'Re: Git clone and case sensitivity'

[prev in list] [next in list] [prev in thread] [next in thread] 

List:       git
Subject:    Re: Git clone and case sensitivity
From:       Jeff Hostetler <git () jeffhostetler ! com>
Date:       2018-07-31 19:39:41
Message-ID: c174d972-fc5b-88e7-b437-89b9dd29e579 () jeffhostetler ! com
[Download RAW message or body]



On 7/29/2018 5:28 AM, Jeff King wrote:
> On Sun, Jul 29, 2018 at 07:26:41AM +0200, Duy Nguyen wrote:
> 
>>> strcasecmp() will only catch a subset of the cases. We really need to
>>> follow the same folding rules that the filesystem would.
>>
>> True.

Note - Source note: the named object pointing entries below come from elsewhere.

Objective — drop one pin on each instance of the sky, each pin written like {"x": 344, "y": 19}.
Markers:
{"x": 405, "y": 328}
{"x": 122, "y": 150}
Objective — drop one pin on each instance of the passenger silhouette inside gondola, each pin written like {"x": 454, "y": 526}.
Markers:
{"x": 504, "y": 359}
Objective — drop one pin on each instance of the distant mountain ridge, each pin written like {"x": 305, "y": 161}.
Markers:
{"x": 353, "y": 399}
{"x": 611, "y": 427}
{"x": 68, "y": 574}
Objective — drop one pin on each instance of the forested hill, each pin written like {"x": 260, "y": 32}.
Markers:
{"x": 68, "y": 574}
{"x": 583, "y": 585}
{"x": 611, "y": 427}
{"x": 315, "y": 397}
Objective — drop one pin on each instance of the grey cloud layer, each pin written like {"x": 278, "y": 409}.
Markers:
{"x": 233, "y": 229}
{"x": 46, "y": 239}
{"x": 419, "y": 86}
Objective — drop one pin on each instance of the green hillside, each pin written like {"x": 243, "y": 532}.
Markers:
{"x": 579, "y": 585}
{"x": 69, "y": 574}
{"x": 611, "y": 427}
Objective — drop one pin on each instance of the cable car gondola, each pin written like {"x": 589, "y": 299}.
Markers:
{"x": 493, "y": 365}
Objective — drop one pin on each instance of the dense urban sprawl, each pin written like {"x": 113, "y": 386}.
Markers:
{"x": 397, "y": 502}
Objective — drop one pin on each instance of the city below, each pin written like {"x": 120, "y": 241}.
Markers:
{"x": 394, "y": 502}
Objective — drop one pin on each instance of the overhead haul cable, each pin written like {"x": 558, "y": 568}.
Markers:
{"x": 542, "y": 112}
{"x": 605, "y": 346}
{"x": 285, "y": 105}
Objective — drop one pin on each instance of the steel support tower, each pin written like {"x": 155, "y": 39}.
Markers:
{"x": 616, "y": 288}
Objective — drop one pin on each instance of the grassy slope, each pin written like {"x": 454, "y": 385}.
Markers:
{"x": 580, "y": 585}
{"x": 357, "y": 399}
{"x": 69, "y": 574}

But that's how we handle case insensitivity internally. If a
>> filesytem has more sophisticated folding rules then git will not work
>> well on that one anyway.
> 
> Hrm. Yeah, I guess that's the best we can do for the actual in-memory
> checks. Everything else depends on doing an actual filesystem operation,
> and our icase stuff kicks in way before then. I was mostly thinking of
> HFS+ utf8 normalization weirdness, but I guess people are accustomed to
> that by now.
> 
>>> For the case of clone, I actually wonder if we could detect during the
>>> checkout step that a file already exists. Since we know that the
>>> directory we started with was empty, then if it does, either:
>>>
>>>    - there's some funny case-folding going on that means two paths in the
>>>      repository map to the same name in the filesystem; or
>>>
>>>    - somebody else is writing to the directory at the same time as us
>>
>> This is exactly what my first patch does (minus the sparse checkout
>> part).
> 
> Right, sorry, I should have read that one more carefully.
> 
>> But without knowing the exact folding rules, I don't think we can
>> locate this "somebody else" who wrote the first path. So if N paths
>> are treated the same by this filesystem, we could only report N-1 of
>> them.
>>
>> If we want to report just one path when this happens though, then this
>> works quite well.
> 
> Hmm. Since most such systems are case-preserving, would it be possible
> to report the name of the existing file? Doing it via opendir/readdir is
> hacky, and anyway puts the burden on us to find the matching name. Doing
> it via fstat() on the opened file doesn't work because at that the
> filesystem has resolved the name to an inode.
> 
> So yeah, perhaps strcasecmp() is the best we can do (I do agree that
> being able to mention all of the conflicting names is a benefit).
> 
> I guess we should be using fspathcmp(), though, in case it later learns
> to be smarter.
> 
> -Peff
> 

As has already been mentioned, this gets into weird territory really
fast, between case folding, final space/dot on windows, utf8 NFC/NFD
weirdness on the mac, utf8 invisible chars on the mac, long/short names
on windows, and etc.

And that's just for filenames.  Things really get weird if directory
names have these ambiguities.

Perhaps just print the problematic paths (where the collision is
detected) and let the user decide how to correct them.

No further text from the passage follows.